Просыпаешься утром, а Седой-боевой уже не спит и Арвида заводит, впрочем, без особого успеха:
— Ну что там у тебя за страна — за сутки на карачках проползешь! Вот у нас на севере простор так простор — сосед от соседа за три сотни километров. Хочешь — на оленях, а хочешь — на собаках. Махнем, а?
Или возьмется за Шарика — так окрестили в палате верткого порученца начальника тыла танковой армии по фамилии Шарко, совсем еще мальчишку, худенького, голенастого, с петушиным хохолком; наверное, ему и девятнадцати не было:
— Ох, и хитер ты, Шарик, бронированная твоя душа!
«Бронированная душа» Шарику по вкусу. Улыбается в приятном ожидании похвалы:
— А что?
— Думаешь, ничего не знаем? Почему стали часто свет по вечерам выключать?
— Почему? — на лице Шарика по-прежнему самодовольная улыбка, но в глазах уже вспыхивает настороженность.
— Ха-ха! Слышали, хлопцы, — он ничего не знает!… А кто, интересно, кралю себе на электростанции завел? — наступает Седой-боевой. — Вот она и выключает свет, чтобы дружок мог почаще в самоволку к ней бегать… А ты чего покраснел? Смотрите, смотрите, ребята!
Шарик и в самом деле заливался румянцем под дружный гогот всей палаты — этот в общем-то подыспорченный самомнением паренек сильно страдал от своей ярко выраженной способности краснеть по любому поводу.
А в самоволку Шарик действительно бегал. Ранение у него было неопасное, осколком авиабомбы в плечо, он уже выздоравливал, а из госпиталя в город пускали редко — дело было связано с выдачей обмундирования, с увольнительными и всякими другими формальностями; да и вообще начальству спокойнее, когда все дома.

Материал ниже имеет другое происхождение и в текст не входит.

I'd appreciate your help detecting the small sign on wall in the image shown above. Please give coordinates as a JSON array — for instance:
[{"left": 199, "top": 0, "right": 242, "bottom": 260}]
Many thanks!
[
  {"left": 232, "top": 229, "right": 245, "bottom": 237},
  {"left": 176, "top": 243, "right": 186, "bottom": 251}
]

Вот только насчет «крали» я сильно сомневаюсь. Шарик убегал на час, от силы — полтора, и всегда его заваливали поручениями: кто махорки купить на базаре, кто справку навести о знакомых, проживающих в городе, кто еще что-нибудь. Где уж тут до любовных свиданий!
Видимо, зеленому еще Шарику просто льстило, что наши зрелые мужи считают его заправским сердцеедом, и он стремился, как мог, поддерживать эту репутацию. Возвращаясь из очередной самоволки, угощал придуманными наспех рассказами о своих блистательных победах явно потешавшуюся над ним палату, не замечая ни подначек, ни иронических улыбок, ни насмешливого перемигивания.
Один лишь Арвид молча демонстрировал неодобрение, морщась недовольно и отворачиваясь; он вообще не переносил хвастливой болтовни и не прерывал этот спектакль с Шариком в главной роли только потому, что считал себя не вправе портить удовольствие всем остальным.
Мне в Шарике не нравилось еще и другое. После обеда он хватал из-под койки припрятанный котелок и уматывал на кухню. Шакалить — выпрашивать у поваров добавки.
Тут уж я злился и негодовал, и не втихомолку, а вслух.
А наш Седой-боевой подтрунивал:
— Это из тебя все еще комроты наружу прет: не пущу, не позволю, нельзя, нарушение!… А ты забудь, что ты командир. Ты ранбольной — лежи себе, наслаждайся тишиной и покоем. И царапина твоя быстрей заживет. Все от настроения. Главное в нашей раненной жизни хороший настрой!
Моя «царапина» давала себя знать — и здорово. На перевязках, когда дергали ногу, я кусал губы до крови, чтобы не заорать. Хирург, подполковник медслужбы Куранов, сухой, длиннолицый, тонкогубый, недовольно косился:
— Ну-ну-ну…
Я его ненавидел в эти минуты. Попробуй ты, полежи на моем месте, а я твою ногу вот так, как ты мне, покручу. Послушаем тогда твое «ну-ну-ну»!
Куранова дружно не любила вся наша палата. И глаза у него злые, и губы сжатые, тоже верный признак недоброй души. И беспощаден он, и к чужим страданиям глух, словно потрошит не людей, а баранов…
Наверное, это было не очень справедливо. Что поделать, такая уж у хирурга работа: резать руки, пальцы, копаться в ранах, причинять боль. Но тот, кто сам вынужден терпеть боль, испытывает к своему спасителю-мучителю все, что угодно, кроме чувства благодарности. Благодарность придет потом, да и то не всегда. Мало ли я видел офицеров-инвалидов, кого с пустым рукавом, кого с протезом вместо ноги, сердечно обнимавшихся с нянями, с медсестрами и мрачневшими при коротком прощании с Курановым.